Diagnostics | Myositis

Diagnostics

The diagnosis of myositis is usually complicated because it is difficult to differentiate between different clinical pictures. The clinical symptoms should be the guide, as these can give an indication of the type and location of the inflammation. However, the majority of myositis is a creeping disease that is noticed only late.

This increases the risk of developing permanent secondary damage. Basically, the examining physician has three diagnostic instruments that can be used: a laboratory examination, electromyography (EMG; measuring tension in the muscles) and a muscle biopsy (invasive procedure in which muscle tissue is removed. Laboratory examination: When examining the laboratory parameters in the blood of the patient, the main focus is on enzymes that are abundant in muscle cells and are released when the cells are damaged.

The most important enzyme is creatine kinase (CK). Other parameters such as the activity of lactate dehydrogenase, aldolase and aspartate aminotransferase in the blood are also measured. General signs of inflammation such as increased C-reactive protein, increased leukocyte count or prolonged BSG are also recorded, but only prove the presence of inflammation.The amount of myoglobin, a specific protein of the skeletal muscles, can also be determined and included in the diagnosis.

However, the value does not say anything about the location of the damage, only that muscle cells have been lost. If an infestation with pathogens is suspected, it is possible to detect antibodies formed by the body against the pathogen and thus indicate an existing infection, or to duplicate the DNA of the pathogen by means of a PCR (polymerase chain reaction) and display it in such a way that computer-controlled exact identification is possible. Myositis-specific antibodies, which are produced in the course of the disease in some patients, are in most cases not conclusive, since they are also produced in other diseases, such as inflammation of the alveoli (alveolitis) or inflammation of the joints (arthritis).

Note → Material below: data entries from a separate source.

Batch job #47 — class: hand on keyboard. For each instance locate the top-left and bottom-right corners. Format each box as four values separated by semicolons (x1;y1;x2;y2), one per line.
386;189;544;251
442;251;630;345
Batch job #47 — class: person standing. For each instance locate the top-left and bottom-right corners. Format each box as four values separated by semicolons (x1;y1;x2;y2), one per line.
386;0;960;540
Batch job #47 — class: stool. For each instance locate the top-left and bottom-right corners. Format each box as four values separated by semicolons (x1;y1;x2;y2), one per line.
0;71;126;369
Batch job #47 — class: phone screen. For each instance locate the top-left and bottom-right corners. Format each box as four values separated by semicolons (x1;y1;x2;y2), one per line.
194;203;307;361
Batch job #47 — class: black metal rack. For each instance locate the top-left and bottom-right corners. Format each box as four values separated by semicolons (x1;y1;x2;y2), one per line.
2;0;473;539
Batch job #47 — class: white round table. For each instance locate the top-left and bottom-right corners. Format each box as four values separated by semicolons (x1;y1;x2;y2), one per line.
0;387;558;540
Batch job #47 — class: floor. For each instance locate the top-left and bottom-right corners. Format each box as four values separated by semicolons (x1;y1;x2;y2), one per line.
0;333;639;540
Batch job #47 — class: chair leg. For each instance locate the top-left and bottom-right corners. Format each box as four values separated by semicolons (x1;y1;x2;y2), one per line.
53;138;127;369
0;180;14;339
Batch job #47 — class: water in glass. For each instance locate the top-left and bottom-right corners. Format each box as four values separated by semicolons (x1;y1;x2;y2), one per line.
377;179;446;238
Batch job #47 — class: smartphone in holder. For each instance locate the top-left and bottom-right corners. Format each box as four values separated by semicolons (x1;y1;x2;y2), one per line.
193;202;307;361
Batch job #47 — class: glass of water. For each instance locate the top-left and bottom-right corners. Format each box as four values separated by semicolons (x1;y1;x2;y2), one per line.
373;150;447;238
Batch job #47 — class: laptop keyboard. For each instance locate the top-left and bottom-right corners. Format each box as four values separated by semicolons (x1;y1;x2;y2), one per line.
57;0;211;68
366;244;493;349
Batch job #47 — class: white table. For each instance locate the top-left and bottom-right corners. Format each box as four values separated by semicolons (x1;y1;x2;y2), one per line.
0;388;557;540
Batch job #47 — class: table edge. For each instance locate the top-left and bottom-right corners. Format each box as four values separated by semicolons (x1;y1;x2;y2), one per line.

Electromyography (EMG): In an EMG, two tiny needles are inserted into the muscle to be examined. The needles conduct electric current and measure changes in tension in muscle tissue. The changes are recorded and evaluated at rest and under tension.

In most patients with myositis, conspicuous patterns appear, but these are not automatically indicative of the disease. Nevertheless, the EMG represents an uncomplicated examination, which can provide the indication for further diagnostics. In addition, an electroneurography can be performed, in which the nerve conduction velocity and the muscle reaction time are measured.

Here a nerve is excited with the help of applied electrodes and attention is paid to the resulting muscle twitch. Accompanying nerve damage or other diseases can be proven or excluded, which plays an important role in differential diagnosis (other diseases with corresponding symptoms). Muscle biopsy: Since muscle biopsy is an invasive examination, the location of the intervention should be planned.

This is usually done by an MRI (magnetic resonance imaging). The biopsy should not be performed at a site where an EMG has previously taken place. The punctures through the needles lead to local cell death, which in retrospect cannot be distinguished from myositis.

Once the correct site for the biopsy has been found, general characteristics of myositis can be detected in the biopsy specimen (biopsied tissue) during light microscopic examination, but also tissue changes specific to various forms can be observed. Characteristically, both muscle fiber destruction (dead/necotic muscle fibers) and regenerated sections of muscle fibers and typical signs of inflammation – tissue infiltration (immigration) by inflammation mediating cells – can be seen. If the disease activity is low, the diagnosis may be complicated by missing or difficult to detect cell signs.

Since myositis is one of the inflammatory skeletal muscle diseases that can be caused by an autoimmune reaction, i.e. an erroneous reaction of the body’s own defense system against endogenous structures, it is therefore possible to detect certain antibodies in the blood of the affected patients. These antibodies are components of the immune system, are produced by the so-called B-lymphocytes and are directed against – here in the case of myositis – structures of the skeletal muscle culture, so-called antigens, in the context of an autoimmune disease. In myositis, a distinction is made between myositis-specific and myositis-associated antibodies.

The former are found in blood serum in about 15-50% of patients and can be measured by blood sampling. Myositis-specific antibodies include mainly antibodies against tRNA synthetases, such as Jo-1 antibodies, PL-7 antibodies, EJ antibodies or KS antibodies. Myositis-associated antibodies include anti-Mi-2, anti-SRP and anti-Pm-Scl.